UK house buyer numbers fell to the lowest level they have been for nearly 3 years in July – the month following the Brexit vote to leave the EU.
A National Association of Estate Agents (NAEA) report shows that despite supply being marginally higher in July, demand is at the lowest it has been since November 2013.
House buyer levels are also a third lower than they were in July last year, while the proportion of first time buyers clinching deals is slightly lower than they were last month.
A report from the National Association of Estate Agents shows that UK house buyer numbers in July, following the Brexit vote to leave the EU, fell to the lowest they have been for nearly 3 years.
The report uses figures from branches of the NAEA. These show:
– the average number of prospective house buyers in July was 298, a 10 percent drop from June’s 330
– the last time it was this low was November 2013 (average 292 house hunters registered per branch)

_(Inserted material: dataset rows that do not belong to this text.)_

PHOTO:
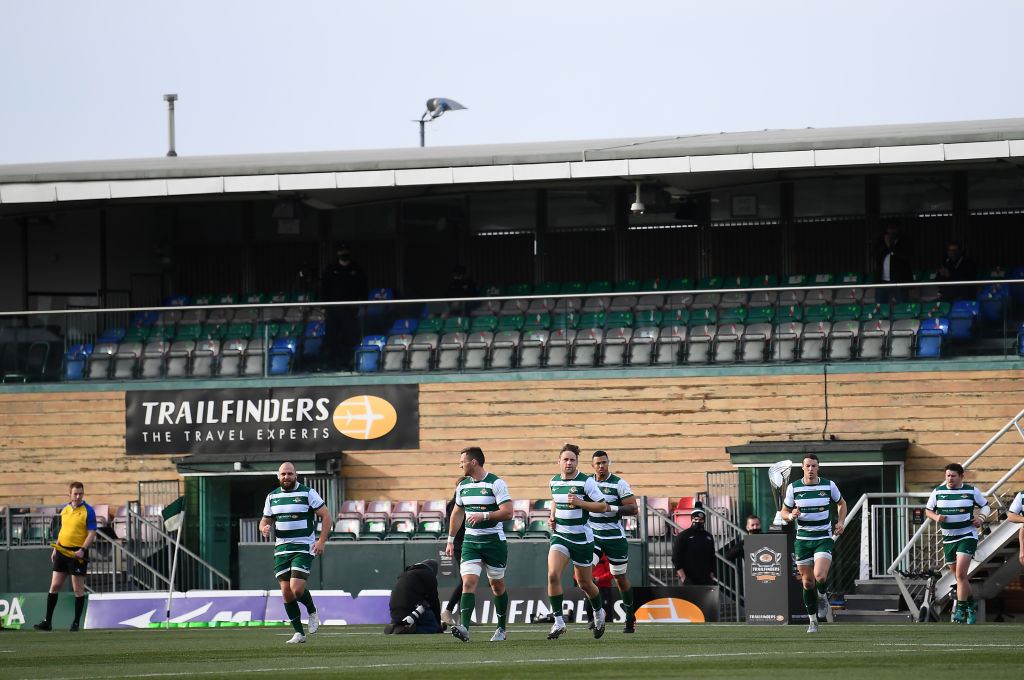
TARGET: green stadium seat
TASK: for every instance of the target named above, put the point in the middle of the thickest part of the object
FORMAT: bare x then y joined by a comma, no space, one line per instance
761,315
847,312
511,323
568,320
675,317
736,282
938,309
481,324
631,286
905,310
456,325
700,316
572,288
547,289
649,317
818,312
684,284
732,315
431,325
537,323
711,283
620,320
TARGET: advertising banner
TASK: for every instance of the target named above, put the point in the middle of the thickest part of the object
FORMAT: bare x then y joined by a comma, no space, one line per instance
679,604
24,609
272,420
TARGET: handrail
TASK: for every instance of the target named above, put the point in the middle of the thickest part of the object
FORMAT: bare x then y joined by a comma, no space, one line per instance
553,296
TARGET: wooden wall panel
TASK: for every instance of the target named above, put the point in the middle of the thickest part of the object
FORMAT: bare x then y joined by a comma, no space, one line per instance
663,433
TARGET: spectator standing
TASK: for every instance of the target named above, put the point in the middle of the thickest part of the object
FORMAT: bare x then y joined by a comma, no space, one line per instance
448,614
957,266
343,281
892,265
414,604
71,554
693,552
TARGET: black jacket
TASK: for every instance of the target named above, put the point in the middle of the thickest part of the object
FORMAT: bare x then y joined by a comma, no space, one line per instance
418,584
693,552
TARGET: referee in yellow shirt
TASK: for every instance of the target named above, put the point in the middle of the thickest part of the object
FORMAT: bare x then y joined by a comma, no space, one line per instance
78,530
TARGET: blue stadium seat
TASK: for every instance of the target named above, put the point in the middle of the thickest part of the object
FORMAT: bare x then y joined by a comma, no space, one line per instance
75,359
282,355
964,320
932,336
368,354
992,299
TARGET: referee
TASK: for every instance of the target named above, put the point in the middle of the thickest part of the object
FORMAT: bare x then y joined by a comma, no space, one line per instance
78,530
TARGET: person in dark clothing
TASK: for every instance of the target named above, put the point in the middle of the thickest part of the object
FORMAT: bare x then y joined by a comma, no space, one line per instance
892,265
448,615
414,604
460,286
693,552
736,551
343,280
957,266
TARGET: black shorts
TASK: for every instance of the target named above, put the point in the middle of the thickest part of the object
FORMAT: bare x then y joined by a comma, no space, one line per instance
71,565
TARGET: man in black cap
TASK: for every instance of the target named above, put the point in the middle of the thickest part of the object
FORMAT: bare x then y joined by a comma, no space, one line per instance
343,280
693,552
415,605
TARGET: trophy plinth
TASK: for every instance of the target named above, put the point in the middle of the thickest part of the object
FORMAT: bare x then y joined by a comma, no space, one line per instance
778,477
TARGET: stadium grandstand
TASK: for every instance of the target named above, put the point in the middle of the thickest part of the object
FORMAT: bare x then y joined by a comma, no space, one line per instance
699,306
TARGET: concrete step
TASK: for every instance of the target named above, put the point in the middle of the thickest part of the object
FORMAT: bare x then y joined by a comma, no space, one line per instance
876,587
863,601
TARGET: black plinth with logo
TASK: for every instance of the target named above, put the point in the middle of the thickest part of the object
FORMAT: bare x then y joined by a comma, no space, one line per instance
772,594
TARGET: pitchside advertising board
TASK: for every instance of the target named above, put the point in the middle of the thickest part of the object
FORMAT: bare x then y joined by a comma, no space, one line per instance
272,420
337,607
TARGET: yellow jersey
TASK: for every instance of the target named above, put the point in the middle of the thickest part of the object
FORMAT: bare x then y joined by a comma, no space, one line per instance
76,524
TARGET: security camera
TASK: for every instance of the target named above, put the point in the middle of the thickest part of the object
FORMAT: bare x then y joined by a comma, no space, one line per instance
637,208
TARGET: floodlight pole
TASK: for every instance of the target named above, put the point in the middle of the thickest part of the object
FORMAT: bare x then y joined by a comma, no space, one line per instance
170,99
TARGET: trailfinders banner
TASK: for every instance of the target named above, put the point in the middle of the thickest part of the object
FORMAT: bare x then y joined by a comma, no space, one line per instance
264,420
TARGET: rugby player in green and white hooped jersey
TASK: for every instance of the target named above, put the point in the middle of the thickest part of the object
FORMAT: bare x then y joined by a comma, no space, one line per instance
1016,514
951,507
808,501
609,539
484,502
293,509
576,496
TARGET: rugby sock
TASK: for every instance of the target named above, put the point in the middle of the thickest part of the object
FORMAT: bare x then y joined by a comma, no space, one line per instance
556,608
502,607
51,603
810,601
628,603
294,617
466,604
307,601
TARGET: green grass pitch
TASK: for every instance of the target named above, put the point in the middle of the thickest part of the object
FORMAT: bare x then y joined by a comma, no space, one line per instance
901,651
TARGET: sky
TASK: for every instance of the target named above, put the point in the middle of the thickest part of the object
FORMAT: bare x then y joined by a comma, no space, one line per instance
85,80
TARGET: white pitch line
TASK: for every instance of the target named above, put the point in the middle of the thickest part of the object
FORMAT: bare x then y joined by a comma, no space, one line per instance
450,663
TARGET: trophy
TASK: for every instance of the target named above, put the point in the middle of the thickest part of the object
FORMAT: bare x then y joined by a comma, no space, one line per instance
778,477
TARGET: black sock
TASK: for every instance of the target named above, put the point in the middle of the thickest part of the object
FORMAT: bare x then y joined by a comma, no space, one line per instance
51,604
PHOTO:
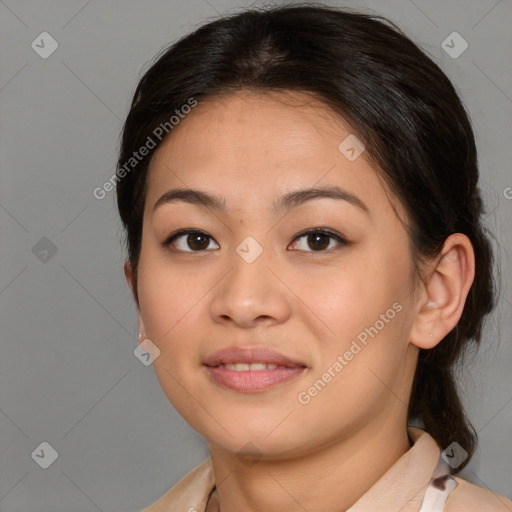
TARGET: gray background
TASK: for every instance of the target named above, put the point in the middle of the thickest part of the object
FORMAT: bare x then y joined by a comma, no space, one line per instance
68,375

– this July’s level of registered house buyers is some 35 percent lower than it was in July last year (462 average per branch)
– housing supply increased slightly from an average of 37 properties available per branch in June to 38 in July.
It appears that the July drop in house hunters has been reflected in a dip in houses selling for the original asking price.
In July, an average of eight out of every ten properties were sold at less than the original asking price, some 8 percent more than in June.
The proportion of first-time buyers among house purchasers in July was 25 percent, compared with 30 percent in June.
There was no change, however, from June to July, in the number of sales per member branch, the average stayed at eight.
Has there been a Brexit effect?
NAEA say around a third (31 percent) of estate agents report seeing no changes in the housing market due to the Brexit vote, and as far as they are concerned, it is “business as usual.”
Another 31 percent also note there has been no change in the numbers of foreign investors looking to buy property in the UK.
Mark Hayward, NAEA Managing Director, says:
“We expected to see uncertainty in the immediate period following Brexit and during the summer
months the market always quietens down, so we are optimistic that the housing market will spring
back into full swing in the coming months.”
A recent report by Britain’s biggest mortgage lender, the Halifax, shows the number of first-time buyers in the first half of 2016 was 10 percent higher than in the same period in 2015, bolstering the idea that record low mortgages are persuading them that buying is a better option than renting.
It remains to be seen if the dip in July is a sign of things to come or if, as Hayward predicts, UK house buyer numbers will pick up again in the next few months and shrug off the Brexit effect, as the UK tourism market appears to be doing.